OT  spoke with Tom Broughton, CEO of Cubitts, about B Corp certification, initiatives to reduce the company’s impact, and a growing demand for repair services

“B Corp was an amazing achievement, but the way we think about it is that it is not a prize, it’s a way of thinking about how we run our business,” Tom Broughton, CEO of Cubitts, told OT, discussing the company’s recent B Corp certification, which arrived this spring.

Earlier this year, Cubitts opened a new practice in Hackney, making the site a hub for the some of the company’s sustainability-focused initiatives.

OT took a tour of the site, a former pie and mash shop, and took the opportunity to ask Broughton about these initiatives, and Cubitts’ B Corp certification.

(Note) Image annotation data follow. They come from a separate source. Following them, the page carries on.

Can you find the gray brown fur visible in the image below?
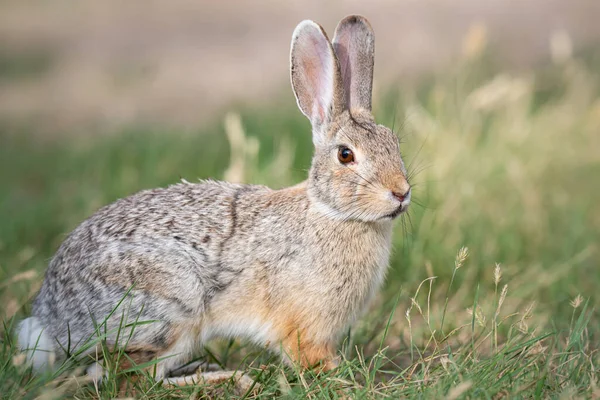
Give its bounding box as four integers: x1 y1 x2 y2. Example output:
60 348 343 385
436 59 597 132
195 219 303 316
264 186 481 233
20 17 410 377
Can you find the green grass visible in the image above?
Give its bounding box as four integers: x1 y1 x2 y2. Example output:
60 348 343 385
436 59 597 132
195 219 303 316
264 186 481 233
0 48 600 398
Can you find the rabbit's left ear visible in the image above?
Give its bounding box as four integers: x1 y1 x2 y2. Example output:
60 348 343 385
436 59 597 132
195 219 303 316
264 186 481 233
333 15 375 111
290 20 344 144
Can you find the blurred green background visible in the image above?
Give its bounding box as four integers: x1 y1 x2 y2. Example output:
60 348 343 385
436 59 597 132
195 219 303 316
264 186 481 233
0 2 600 394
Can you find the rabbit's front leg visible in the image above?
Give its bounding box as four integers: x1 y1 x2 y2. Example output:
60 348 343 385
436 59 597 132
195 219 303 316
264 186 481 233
282 335 338 372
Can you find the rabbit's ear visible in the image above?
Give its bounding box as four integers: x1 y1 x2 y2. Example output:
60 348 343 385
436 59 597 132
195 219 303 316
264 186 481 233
290 20 344 144
333 15 375 111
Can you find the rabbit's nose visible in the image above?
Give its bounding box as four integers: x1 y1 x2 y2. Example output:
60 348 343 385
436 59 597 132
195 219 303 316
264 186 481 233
392 188 410 203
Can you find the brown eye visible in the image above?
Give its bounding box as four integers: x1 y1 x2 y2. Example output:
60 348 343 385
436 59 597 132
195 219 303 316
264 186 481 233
338 147 354 164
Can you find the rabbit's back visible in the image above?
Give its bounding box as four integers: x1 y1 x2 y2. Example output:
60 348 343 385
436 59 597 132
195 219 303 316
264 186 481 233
33 181 269 354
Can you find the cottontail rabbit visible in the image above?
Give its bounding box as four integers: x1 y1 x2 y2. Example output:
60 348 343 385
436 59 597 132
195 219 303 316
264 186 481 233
18 16 411 379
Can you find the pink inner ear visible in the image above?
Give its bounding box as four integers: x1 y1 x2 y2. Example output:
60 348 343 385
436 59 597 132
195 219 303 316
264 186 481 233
301 32 334 123
334 29 352 104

“What a B Corp means is that it is a different type of business,” Broughton explained. “It is an audit process to assess us based on a whole range of values: everything from how we treat our team to our impact in carbon footprint, to how we think about customers.”

The company was “really proud” to have achieved the certification, which is “very stringent,” Broughton said.

"What this will allow us to do is hopefully make future decisions about how we grow as a company and as a brand, considering a wide range of stakeholders,” he shared.

Cubitts operates a number of initiatives under the banner of ‘Redux,’ which aim to reduce the overall impact of the company and brand, but also “hopefully turn us into a modern, progressive business.”

Through the Anew service, Cubitts takes in customers’ old frames, revives them, and sells them on to a new customer, “who will enjoy them as much as the first.”

The brand is also exploring new materials, with Redux, which turns the waste acetate from frame production into a new sheet material, which can be used to continue making new frames.

Internally, the company has migrated to a new blockless glazing process, which reduces water consumption by around 98%, and is also working to remove single use plastics and move to recyclable and biodegradable paper.

Broughton explained that people are often surprised that these services are available, sharing: “I think one of the biggest impediments is making people aware and allowing people to have higher standards and expectations.

“One of the issues over the past few decades is the decline of things like repair services. If people break a frame or a hinge, their expectation is that they might have to buy something new. But our focus is very much on renew rather than replace,” he continued.

Educating customers that repair and renew services exist “is a good thing for everybody,” he added.

With the general change in the way people think about reducing consumption, Broughton suggested Cubitts’ reglazing, repair and frame services, “get more popular every week and month and we see that continuing inexorably.”